Identitas Buku | Buku 1 | Buku 2 |
Judul | Urban Geography 2nd Edition | Geografi Kota dan Desa |
Pengarang | Ray M. Northam | Drs. N. Daldjoeni |
Penerbit | John Wiley & Sons, Inc | Penerbit Alumni |
Negara | Amerika Serikat | Indonesia |
Tahun | 1979 | 1999 |
Tebal | 512 | 271 |
Halaman review | Bab II: 9-29 | Bab III:37-48 |
Northam menyinggung kota dalam dua istilah yang berbeda. Beliau menggunakan kata city dan urban dengan tujuan menghilangkan overlap di antara kedua istilah tersebut. Merujuk pada Anderson (1959), Northam menyatakan bahwa urban adalah cara hidup manusia yang kondisinya dicirikan dengan kebiasaan tertentu, misalnya tempat tinggal tidak tetap, kemunduran, ataupun keadaan tanpa identitas. Pengertian tersebut cukup baik dalam pandangan sosial, tetapi tidak untuk geografi.
Geograf cenderung mengartikan urban bukan sebagai kebiasaan atau perilaku, namun sebagai jenis tempat tinggal. Geograf menekankan pada karakteristik suatu tempat daripada gaya hidup manusia. Geograf mencirikan urban sebagai tempat yang (1) memiliki kepadatan penduduk lebih besar daripada populasi umumnya, (2) berpenduduk dangan matapencaharian di luar sektor agraris, dan (3) merupakan pusat kegiatan budaya, pemerintahan, dan ekonomi.
Selanjutnya, Northam mengklasifikasikan urban menjadi sembilan, berdasarkan jumlah penduduknya.
Tabel 1. Klasifikasi Urban Berdasarkan Jumlah Penduduknya
Kelas | Nama | Jumlah Penduduk |
I | Dusun | 16-150 |
II | Desa | 150-1.000 |
III | Kota sangat kecil | 1.000-2.500 |
IV | Kota kecil | 2.500-25.000 |
V | Kota sedang | 25.000-100.000 |
VI | Kota besar | 100.000-800.000 |
VII | Metropolis | 800.000-tak terbatas |
VIII | Megalopolis | Tak terbatas, paling sedikit beberapa juta |
IX | Ecumenopolis | Tak terbatas, kira-kira 10 juta |
Sumber: Disadur dari R. M. Highsmith dan Ray M. Northam, World
Economic Activities, 1968, Tabel 16-3.
Selain membahas urban, Northam juga menyinggung mengenai pengertian city (dalam bahasa Indonesia city diartikan sebagai kota). Kata ini lebih sering digunakan, namun dalam konteks yang berbeda-beda. Salah satu pengertian mengatakan bahwa city mencirikan suatu tempat dengan karakteristik populasi. Yang lain menyebut kota sebagai tempat lokal dengan kumpulan manusia yang berjumlah besar dan bercirikan kehidupan urban. Untuk lebih jelasnya, Northam memberikan ilustrasi sebagai berikut.

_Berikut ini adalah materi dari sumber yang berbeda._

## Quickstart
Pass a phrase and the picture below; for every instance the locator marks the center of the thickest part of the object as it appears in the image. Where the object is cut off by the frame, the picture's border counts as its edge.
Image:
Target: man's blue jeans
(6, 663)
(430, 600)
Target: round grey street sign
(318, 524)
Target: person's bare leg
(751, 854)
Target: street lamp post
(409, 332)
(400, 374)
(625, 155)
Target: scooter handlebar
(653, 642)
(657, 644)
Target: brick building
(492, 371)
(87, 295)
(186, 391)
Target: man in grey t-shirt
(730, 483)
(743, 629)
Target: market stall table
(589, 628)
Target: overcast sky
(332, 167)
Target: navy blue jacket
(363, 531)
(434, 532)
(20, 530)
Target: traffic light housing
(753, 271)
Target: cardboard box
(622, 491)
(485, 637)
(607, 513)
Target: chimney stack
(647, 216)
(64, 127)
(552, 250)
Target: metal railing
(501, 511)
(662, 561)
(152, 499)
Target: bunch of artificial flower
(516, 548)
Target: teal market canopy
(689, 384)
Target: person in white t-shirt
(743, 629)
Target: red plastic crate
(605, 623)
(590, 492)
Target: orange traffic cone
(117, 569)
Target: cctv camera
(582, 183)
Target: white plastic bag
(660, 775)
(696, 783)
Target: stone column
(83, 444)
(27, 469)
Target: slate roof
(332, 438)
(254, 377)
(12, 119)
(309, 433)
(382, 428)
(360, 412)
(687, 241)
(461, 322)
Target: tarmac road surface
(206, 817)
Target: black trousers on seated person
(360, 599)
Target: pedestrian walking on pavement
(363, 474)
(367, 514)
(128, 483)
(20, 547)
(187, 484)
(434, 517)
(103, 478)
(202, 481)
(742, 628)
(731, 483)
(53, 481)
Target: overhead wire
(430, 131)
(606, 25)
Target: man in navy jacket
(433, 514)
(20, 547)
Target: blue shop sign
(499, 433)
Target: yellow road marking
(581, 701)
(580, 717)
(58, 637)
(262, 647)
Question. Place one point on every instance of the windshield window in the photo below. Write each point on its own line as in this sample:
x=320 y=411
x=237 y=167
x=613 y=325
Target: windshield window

Northam juga menuliskan beberapa syarat suatu tempat dikatakan sebagai urban, yaitu:
1. Paling sedikit 75% masyarakatnya bekerja di luar sektor agraris.

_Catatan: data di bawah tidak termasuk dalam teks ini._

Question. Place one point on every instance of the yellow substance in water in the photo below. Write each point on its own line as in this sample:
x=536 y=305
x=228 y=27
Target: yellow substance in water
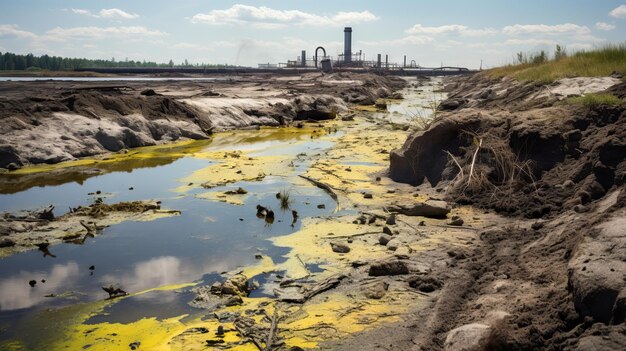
x=350 y=168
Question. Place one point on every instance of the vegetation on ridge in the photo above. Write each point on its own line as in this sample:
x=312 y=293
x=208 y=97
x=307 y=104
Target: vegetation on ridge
x=538 y=68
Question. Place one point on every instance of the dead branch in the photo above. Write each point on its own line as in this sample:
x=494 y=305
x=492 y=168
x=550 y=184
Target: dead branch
x=469 y=179
x=352 y=235
x=322 y=186
x=272 y=332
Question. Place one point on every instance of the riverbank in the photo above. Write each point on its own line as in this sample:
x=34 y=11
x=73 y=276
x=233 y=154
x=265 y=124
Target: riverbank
x=552 y=161
x=55 y=121
x=512 y=239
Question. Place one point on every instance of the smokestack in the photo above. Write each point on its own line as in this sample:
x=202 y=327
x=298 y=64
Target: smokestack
x=347 y=44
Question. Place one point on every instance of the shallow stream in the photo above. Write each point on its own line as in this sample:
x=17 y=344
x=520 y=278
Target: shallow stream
x=212 y=235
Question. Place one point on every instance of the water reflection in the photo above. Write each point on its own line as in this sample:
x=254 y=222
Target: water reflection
x=15 y=293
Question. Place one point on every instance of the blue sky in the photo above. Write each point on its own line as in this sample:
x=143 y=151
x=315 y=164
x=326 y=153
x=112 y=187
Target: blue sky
x=250 y=32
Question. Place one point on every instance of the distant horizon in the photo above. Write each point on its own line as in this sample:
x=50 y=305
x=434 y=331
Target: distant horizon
x=457 y=33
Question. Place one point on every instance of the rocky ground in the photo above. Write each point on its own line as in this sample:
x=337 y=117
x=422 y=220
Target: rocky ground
x=500 y=226
x=54 y=121
x=554 y=277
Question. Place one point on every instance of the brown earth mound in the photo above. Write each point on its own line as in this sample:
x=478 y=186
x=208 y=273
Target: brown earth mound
x=555 y=282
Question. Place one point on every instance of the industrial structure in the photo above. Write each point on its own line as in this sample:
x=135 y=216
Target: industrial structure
x=349 y=60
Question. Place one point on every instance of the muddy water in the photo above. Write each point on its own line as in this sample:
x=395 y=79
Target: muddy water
x=208 y=237
x=158 y=259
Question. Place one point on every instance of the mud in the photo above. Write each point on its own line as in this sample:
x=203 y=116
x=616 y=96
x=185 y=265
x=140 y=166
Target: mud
x=41 y=230
x=546 y=280
x=54 y=121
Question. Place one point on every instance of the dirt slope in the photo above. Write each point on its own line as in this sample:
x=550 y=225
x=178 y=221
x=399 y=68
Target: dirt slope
x=554 y=277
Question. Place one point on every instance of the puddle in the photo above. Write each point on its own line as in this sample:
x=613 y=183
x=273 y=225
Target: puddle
x=208 y=238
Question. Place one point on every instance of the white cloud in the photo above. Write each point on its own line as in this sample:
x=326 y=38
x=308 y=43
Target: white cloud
x=59 y=33
x=12 y=30
x=268 y=18
x=117 y=13
x=192 y=46
x=107 y=13
x=605 y=26
x=530 y=42
x=619 y=12
x=456 y=29
x=557 y=29
x=409 y=40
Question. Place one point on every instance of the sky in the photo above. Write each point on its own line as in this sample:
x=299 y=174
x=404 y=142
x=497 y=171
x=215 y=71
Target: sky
x=463 y=33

2. Memiliki paling tidak satu ciri di bawah ini (penjelasan kriteria (1)):
a. Paling sedikit 50% penduduknya bertempat tinggal di lokasi yang bersambungan dengan kepadatan paling sedikit 150 orang per mil2.
b. Paling sedikit 10% atau 10.000 penduduknya bekerja di luar sektor agraris.

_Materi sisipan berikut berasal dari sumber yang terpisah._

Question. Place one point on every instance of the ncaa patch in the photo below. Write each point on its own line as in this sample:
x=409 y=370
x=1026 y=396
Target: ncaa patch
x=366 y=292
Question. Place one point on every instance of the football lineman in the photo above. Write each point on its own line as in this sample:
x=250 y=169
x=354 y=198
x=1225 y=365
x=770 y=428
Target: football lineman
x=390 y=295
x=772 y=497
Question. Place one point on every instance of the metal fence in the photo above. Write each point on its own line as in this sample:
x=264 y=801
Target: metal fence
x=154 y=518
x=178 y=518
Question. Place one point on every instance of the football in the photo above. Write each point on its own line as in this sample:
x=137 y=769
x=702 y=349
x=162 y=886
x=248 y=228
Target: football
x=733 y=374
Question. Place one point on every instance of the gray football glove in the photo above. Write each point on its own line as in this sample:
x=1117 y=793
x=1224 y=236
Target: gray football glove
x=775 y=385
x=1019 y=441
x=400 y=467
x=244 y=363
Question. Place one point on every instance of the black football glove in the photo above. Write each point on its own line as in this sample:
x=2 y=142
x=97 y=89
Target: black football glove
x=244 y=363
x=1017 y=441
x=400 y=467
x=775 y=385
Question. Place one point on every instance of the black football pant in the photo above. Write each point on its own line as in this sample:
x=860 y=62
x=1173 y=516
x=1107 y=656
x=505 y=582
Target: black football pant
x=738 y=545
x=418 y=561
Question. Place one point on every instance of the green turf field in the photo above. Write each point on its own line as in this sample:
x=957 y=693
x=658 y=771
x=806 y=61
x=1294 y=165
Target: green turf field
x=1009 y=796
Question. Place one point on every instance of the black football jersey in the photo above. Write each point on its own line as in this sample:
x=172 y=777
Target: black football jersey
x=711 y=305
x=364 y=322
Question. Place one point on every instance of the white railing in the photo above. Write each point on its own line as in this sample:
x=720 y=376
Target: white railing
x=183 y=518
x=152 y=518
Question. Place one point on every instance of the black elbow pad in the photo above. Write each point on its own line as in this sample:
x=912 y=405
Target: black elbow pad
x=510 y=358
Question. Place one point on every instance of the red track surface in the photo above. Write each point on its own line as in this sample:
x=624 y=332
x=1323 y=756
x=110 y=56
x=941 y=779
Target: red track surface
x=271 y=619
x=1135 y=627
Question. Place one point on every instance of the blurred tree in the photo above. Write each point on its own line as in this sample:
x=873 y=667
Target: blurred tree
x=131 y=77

c. Paling sedikit 10% atau 10.000 tenaga buruh bekerja di luar sektor agraris.
Daldjoeni membahas kota tanpa membandingkannya dengan urban. Dari alasan tersebut, penulis tidak menemukan pembanding dalam mengartikan urban dan city. Daldjoeni menggunakan pengertian kota dari Bintarto, yaitu kota merupakan suatu sistem jaringan kehidupan manusia yang ditandai dengan kepadatan penduduk yang tinggi dan diwarnai dengan strata sosial ekonomi yang heterogen dan coraknya yang materialistis.
Northam dan Daldjoeni memiliki pandangan yang sama mengenai kota dalam hal kepadatan penduduk. Artinya, penduduk yang besar merupakan salah satu ciri kota. Ciri lain yang mereka sebutkan secara tepat dapat menggambarkan kota secara umumnya.
Selangkah lebih baik, Daldjoeni membahas kota menggunakan berbagai pendekatan, termasuk pendekatan geografi. Beliau mengutamakan pengkajian kota berdasarkan pokok-pokok (1) asal-usul serta pertumbuhannya, (2) alasan lahirnya, (3) seluk-beluk fungsinya, (4) efek-efeknya, dan (5) hubungan timbal balik antara kota dan masyarakat dan sebaliknya. Beliau mengungkapkan empat pendekatan dengan merujuk pada John R. Short (An Introduction to Urban Geography (1984)).
1. Pendekatan ekologis.
2. Pendekatan neo-klasik atau otonomi politis.
3. Pendekatan keperilakuan (behavioristis).
4. Pendekatan strukturalistis.
Akhirnya, secara umum Daljoeni menggunakan pengertian kota, yaitu suatu pemusatan keruangan dari tempat tinggal dan tempat kerja manusia yang kegiatannya umum di sektor sekunder dan tersier, dengan pembagian kerja ke dalam dan arus lalu lintas yang beraneka antara bagian-bagiannya dan pusatnya, yang pertumbuhannya sebagian besar disebabkan oleh tambahan kaum pendatang dan mampu melayani kebutuhan barang dan jasa bagi wilayah yang jauh letaknya.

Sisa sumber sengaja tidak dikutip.